Heather looked up at her husband with surprise. “What stuff?” she asked.

“Look at this room. You can hardly walk through it without running into something.”

“It’s fashion, dear.”

“Fashion be hanged. It’s bloody nonsense, that’s what it is.”

Heather stared at her husband. He very rarely swore, but she had noticed that since the ball and the fall from his horse, he had been short-tempered. “It is a bit busy, isn’t it, Edward?”

“Oh, it’s all right. I’m just in a bad temper. You must excuse me, my dear.”

Heather got up from the desk and walked around. She moved behind him and laid her hand lightly on the side of his face that was bruised in the fall. “Are you still having your headaches?”

“Not bad.”

“That means you are. I think we’d better have Dr. Goldsmith out to have a look at you.”

“No, I’ve seen enough doctors.” Edward reached up, covered her hand with his, holding it close to his face. “You’re the medicine I need. Nothing like a beautiful woman to cheer a fellow up and drive his headaches and all of his problems away.”

Heather kept her hand on his smooth cheek and rested her other on his shoulder. She stood there for a moment, thinking what a good man and fine husband he was. Very few men during the reign of Victoria wanted large families.

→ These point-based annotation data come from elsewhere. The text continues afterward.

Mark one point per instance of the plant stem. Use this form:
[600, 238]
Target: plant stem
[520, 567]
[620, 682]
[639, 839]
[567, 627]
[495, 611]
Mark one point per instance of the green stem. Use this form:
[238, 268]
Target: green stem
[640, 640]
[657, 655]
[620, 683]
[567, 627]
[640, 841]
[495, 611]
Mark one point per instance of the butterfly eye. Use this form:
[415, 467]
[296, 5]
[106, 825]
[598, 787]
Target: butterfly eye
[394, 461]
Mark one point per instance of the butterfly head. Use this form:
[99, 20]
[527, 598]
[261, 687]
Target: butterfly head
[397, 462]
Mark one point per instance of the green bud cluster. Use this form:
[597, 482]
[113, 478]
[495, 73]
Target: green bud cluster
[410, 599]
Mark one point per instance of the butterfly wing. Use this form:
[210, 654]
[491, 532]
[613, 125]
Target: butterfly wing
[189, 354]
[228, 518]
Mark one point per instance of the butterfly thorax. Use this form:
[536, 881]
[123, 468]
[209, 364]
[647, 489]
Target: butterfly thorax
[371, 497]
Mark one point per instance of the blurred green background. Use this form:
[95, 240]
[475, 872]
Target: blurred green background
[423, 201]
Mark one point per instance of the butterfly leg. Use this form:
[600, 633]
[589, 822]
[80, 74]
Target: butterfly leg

The Queen herself, and Prince Albert, had produced practically a troop, nine in all. This was especially true of their peerage. Men such as the Earl of Darby wanted a son to pass Silverthorn and his title to. She thought over the years that he had never once rebuked her or even hinted that he was unhappy. Heather knew that Edward loved her deeply, and her failure to produce a son was the sorrow of her life.